Music is Surveillance

Short thesis

Surveillance typically echoes visions of the Pan-opticon and Big Brother’s omnipresent gaze, as if it was all (and just) about being watched, especially by those we cannot see. But what if we tried to think of surveillance through sound and music? This talk will tilt the audience’s ‘paranoid ears’, inviting them to explore surveillance and/as music, ultimately putting forward that music (as accessed and distributed in modern societies) is, to some extent, surveillance.
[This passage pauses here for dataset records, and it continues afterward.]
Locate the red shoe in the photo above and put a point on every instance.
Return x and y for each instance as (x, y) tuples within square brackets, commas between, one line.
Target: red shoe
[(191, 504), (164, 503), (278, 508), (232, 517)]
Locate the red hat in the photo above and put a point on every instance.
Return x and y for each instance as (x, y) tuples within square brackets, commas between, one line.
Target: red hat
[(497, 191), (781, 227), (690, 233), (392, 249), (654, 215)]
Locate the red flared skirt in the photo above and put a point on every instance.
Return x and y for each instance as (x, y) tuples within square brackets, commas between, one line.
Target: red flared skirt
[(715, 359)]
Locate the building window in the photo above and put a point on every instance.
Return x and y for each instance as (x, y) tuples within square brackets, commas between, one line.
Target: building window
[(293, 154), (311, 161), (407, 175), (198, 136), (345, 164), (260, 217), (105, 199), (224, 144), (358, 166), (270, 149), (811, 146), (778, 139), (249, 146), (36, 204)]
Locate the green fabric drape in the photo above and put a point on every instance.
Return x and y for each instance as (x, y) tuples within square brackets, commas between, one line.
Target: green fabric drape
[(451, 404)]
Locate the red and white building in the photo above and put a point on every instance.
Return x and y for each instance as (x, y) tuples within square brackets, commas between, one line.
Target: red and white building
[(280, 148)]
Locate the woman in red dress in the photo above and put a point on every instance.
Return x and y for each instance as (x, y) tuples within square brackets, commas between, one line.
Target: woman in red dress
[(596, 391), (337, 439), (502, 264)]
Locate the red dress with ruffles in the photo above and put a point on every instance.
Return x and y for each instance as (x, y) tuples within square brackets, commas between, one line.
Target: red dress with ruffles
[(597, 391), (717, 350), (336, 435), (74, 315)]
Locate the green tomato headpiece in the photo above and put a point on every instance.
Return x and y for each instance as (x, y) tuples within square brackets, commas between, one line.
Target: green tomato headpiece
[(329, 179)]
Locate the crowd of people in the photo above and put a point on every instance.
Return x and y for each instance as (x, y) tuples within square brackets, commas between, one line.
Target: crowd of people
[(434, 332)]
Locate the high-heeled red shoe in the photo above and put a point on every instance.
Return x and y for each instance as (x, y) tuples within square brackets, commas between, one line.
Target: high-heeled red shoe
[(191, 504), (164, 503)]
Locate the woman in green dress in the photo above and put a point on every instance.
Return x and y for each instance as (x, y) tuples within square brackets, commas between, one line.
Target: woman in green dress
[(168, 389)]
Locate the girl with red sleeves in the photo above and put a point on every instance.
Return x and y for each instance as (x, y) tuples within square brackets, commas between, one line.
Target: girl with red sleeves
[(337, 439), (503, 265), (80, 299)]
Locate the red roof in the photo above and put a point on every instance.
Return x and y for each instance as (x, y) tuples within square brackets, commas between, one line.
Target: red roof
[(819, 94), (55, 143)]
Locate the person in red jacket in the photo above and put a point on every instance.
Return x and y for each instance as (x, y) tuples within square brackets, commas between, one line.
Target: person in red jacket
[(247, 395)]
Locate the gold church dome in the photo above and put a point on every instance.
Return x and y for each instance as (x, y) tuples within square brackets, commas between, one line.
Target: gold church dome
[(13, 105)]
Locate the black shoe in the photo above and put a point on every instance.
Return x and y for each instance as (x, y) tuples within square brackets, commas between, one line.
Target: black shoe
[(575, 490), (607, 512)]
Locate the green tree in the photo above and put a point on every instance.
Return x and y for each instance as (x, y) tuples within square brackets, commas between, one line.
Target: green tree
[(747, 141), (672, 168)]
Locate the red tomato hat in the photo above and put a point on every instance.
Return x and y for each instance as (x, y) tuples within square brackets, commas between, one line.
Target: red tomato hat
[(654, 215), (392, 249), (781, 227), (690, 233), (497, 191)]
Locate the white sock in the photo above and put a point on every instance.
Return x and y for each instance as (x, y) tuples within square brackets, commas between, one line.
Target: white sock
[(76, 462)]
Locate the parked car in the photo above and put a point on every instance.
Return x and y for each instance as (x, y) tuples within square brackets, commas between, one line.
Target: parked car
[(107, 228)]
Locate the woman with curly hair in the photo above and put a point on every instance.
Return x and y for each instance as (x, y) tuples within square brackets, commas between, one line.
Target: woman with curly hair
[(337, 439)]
Common understandings of surveillance are marked by the notions of visibility and invisibility, epitomised in popular culture by images such as a secret watchful eye, or Big Borther’s ubiquitous gaze, and often defined by theoretical concepts like the Pan(syn)opticon. All this emphasis on the interplay between the visible and invisible, however, may leave in the dark important insights on contemporary surveillance’s functioning, power and impact. This talk is an invitation to move beyond such conceptions by exploring surveillance via the ‘paranoid ear’, to quote Seth Cluett, discussing the ways in which surveillance might be sonically approached and unpacked. It will take as a starting point that music appears to want to tell us about surveillance, as document by numerous examples of (un)popular music tackling the subject (including works by Kraftwerk, AGF, Holly Herndon, or Anohni), but also sound art projects, such as Christina Kubisch’s electrical city walks and their tracking of invisible data flows. It will then highlight the common technological roots of contemporary surveillance and modern music, acknowledging their intertwined rhizomatic histories – as embodied, for instance, by Lev Sergueïevitch Termen’s biography and influence. FInally, it will question the validity of thinking (modern) music as surveillance and vice versa, as supported by Theodor W. Adorno’s sociological critique, Jacques Attali’s 1970s portrayal of the evolution of the contemporary music industry, and the use of music as a method of acoustic control and for social sorting in the public space. In this context, we will consider how current practices of (digital) musical consumption relate to, or even constitute surveillance, and the spaces this leaves for any sound contestation.